Called Merlin Bird Photo ID, the identifier is capable of recognizing 400 of the mostly commonly encountered birds in the United States and Canada.
“It gets the bird right in the top three results about 90 percent of the time, and it’s designed to keep improving the more people use it,” said Jessie Barry, the Merlin Project Leader at the Cornell Lab of Ornithology. “That’s truly amazing, considering that the computer vision community started working on the challenge of bird identification only a few years ago.”
To see if Merlin can identify the bird in a photo, users upload an image and tell Merlin where and when the photo was taken. To orient Merlin, users draw a box around the bird and click on its bill, eye and tail. Merlin does the rest. Within seconds, it looks at the pixels and combines powerful artificial intelligence techniques with millions of data points from humans, then presents the most likely species, including photos and sounds.
“Computers can process images much more efficiently than humans — they can organize, index and match vast constellations of visual information, such as the colors of the feathers and shapes of the bill,” said Serge Belongie, a professor of computer science at Cornell Tech. “The state-of-the-art in computer vision is rapidly approaching that of human perception, and with a little help from the user, we can close the remaining gap and deliver a surprisingly accurate solution.”

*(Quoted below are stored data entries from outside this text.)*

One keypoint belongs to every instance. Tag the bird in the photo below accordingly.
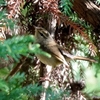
(58, 54)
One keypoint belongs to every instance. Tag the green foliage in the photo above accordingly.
(14, 90)
(65, 6)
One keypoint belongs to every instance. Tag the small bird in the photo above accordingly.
(58, 54)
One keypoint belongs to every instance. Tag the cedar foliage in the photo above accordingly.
(70, 31)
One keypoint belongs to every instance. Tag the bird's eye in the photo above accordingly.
(42, 35)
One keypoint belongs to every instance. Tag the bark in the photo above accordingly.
(87, 10)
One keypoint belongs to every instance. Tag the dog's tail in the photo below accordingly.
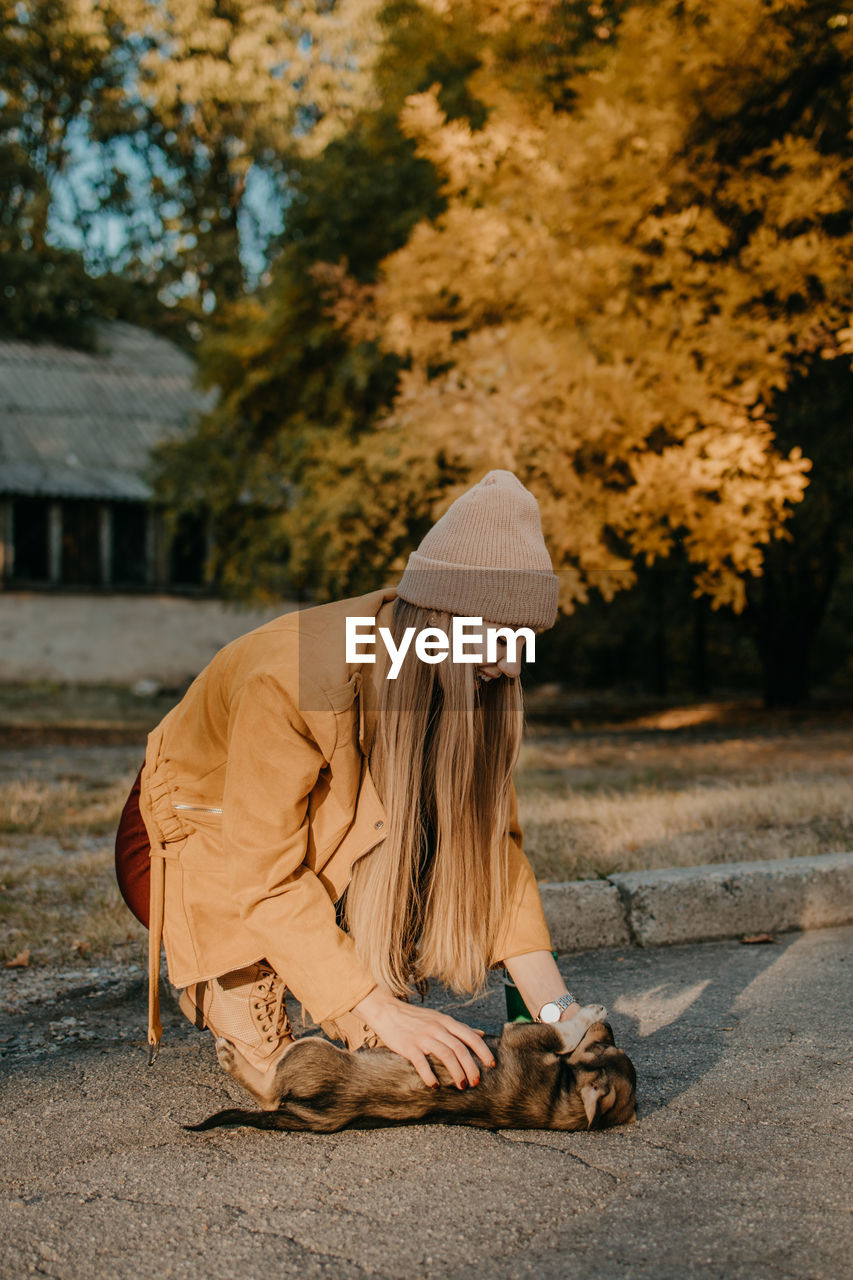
(232, 1116)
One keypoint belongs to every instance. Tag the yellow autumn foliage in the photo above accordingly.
(615, 293)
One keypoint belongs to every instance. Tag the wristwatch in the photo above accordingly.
(551, 1011)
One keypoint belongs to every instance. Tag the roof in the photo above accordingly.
(77, 424)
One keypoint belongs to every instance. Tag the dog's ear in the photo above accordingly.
(596, 1037)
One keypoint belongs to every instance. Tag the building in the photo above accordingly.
(76, 435)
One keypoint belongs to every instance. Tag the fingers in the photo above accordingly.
(423, 1068)
(460, 1064)
(473, 1038)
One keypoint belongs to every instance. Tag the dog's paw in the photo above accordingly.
(226, 1055)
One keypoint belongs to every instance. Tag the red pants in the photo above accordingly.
(132, 860)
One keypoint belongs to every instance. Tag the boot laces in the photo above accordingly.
(269, 1008)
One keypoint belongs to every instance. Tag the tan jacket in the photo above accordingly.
(258, 799)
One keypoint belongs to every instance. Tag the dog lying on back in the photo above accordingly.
(537, 1083)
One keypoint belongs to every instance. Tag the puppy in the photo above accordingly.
(538, 1083)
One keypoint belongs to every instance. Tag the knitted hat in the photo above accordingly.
(486, 558)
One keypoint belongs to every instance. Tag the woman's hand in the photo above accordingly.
(414, 1032)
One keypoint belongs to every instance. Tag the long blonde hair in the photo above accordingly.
(443, 757)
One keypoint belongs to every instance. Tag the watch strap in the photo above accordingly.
(561, 1002)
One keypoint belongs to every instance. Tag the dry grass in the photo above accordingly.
(60, 808)
(63, 905)
(597, 803)
(592, 801)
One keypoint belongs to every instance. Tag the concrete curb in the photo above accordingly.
(699, 904)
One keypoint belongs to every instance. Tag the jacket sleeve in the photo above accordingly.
(524, 928)
(272, 767)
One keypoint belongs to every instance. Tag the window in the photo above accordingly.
(30, 517)
(81, 544)
(188, 552)
(128, 565)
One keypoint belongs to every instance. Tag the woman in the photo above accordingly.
(315, 826)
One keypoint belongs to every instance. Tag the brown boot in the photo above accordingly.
(245, 1008)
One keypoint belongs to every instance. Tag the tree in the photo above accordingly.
(233, 92)
(62, 91)
(788, 603)
(615, 296)
(296, 393)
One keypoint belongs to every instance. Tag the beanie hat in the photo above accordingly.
(487, 558)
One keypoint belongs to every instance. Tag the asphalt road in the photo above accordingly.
(738, 1168)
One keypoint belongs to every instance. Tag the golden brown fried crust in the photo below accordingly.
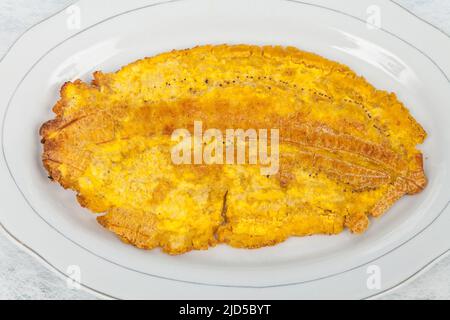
(347, 150)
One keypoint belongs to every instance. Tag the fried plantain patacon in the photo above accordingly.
(347, 151)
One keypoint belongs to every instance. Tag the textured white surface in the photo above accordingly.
(23, 277)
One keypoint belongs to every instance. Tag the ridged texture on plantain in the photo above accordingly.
(347, 150)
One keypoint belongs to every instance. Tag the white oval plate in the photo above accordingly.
(49, 221)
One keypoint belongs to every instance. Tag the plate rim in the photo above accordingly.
(310, 2)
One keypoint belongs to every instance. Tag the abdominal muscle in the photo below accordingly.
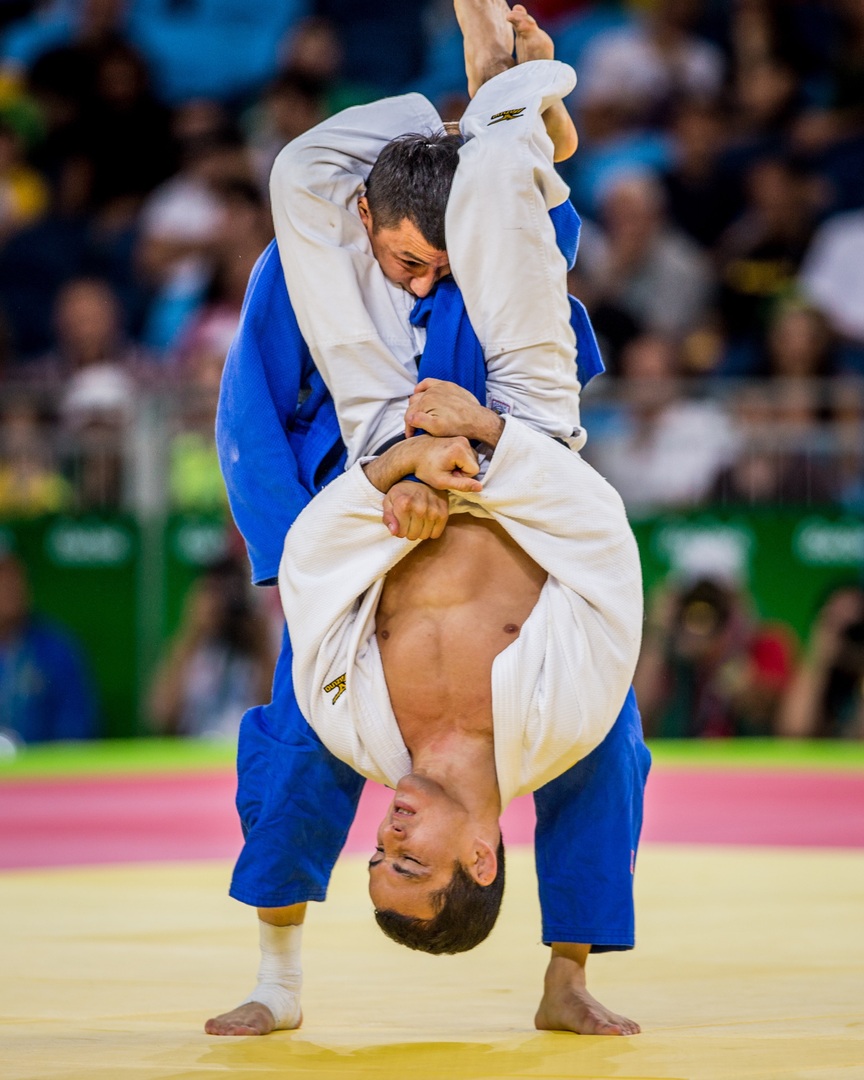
(446, 611)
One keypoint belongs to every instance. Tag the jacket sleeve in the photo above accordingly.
(257, 402)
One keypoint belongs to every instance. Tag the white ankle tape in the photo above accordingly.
(280, 974)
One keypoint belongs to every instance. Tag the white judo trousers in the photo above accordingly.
(500, 241)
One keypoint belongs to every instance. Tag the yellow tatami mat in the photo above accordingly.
(750, 963)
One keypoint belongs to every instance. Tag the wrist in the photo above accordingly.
(392, 466)
(489, 428)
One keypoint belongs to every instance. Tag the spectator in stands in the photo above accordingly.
(702, 197)
(24, 194)
(657, 63)
(194, 476)
(781, 459)
(824, 698)
(89, 335)
(219, 662)
(45, 691)
(760, 254)
(127, 134)
(799, 343)
(100, 373)
(382, 41)
(30, 482)
(180, 227)
(666, 448)
(292, 104)
(639, 265)
(707, 669)
(832, 277)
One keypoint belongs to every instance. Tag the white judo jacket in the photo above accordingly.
(556, 689)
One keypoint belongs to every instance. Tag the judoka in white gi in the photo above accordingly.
(512, 346)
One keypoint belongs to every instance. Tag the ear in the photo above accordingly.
(484, 863)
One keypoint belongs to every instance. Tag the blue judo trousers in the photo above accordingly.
(279, 444)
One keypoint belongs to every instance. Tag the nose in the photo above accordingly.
(421, 286)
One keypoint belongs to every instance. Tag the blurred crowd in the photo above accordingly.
(719, 178)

Merlin’s success relies on collaboration between computers and humans. The computer learns to recognize each species from tens of thousands of images identified and labeled by bird enthusiasts. It also taps into more than 70 million sightings recorded by birders in the eBird.org database, narrowing its search to the species found at the location and time of year when the photo was taken.
Because the photo identifier uses machine-learning techniques, it has the potential to improve the more people use it. After it can reliably identify photos taken with smartphones, the team will add it to the Merlin Bird ID app, a free app that has helped users with more than 1 million bird identifications by asking them five questions.
Merlin’s computer vision system was developed by Steve Branson and Grant Van Horn of the Visipedia project, led by professors Pietro Perona at the California Institute of Technology and Belongie. Their work was made possible with support from Google, the Jacobs Technion-Cornell Institute at Cornell Tech and the National Science Foundation.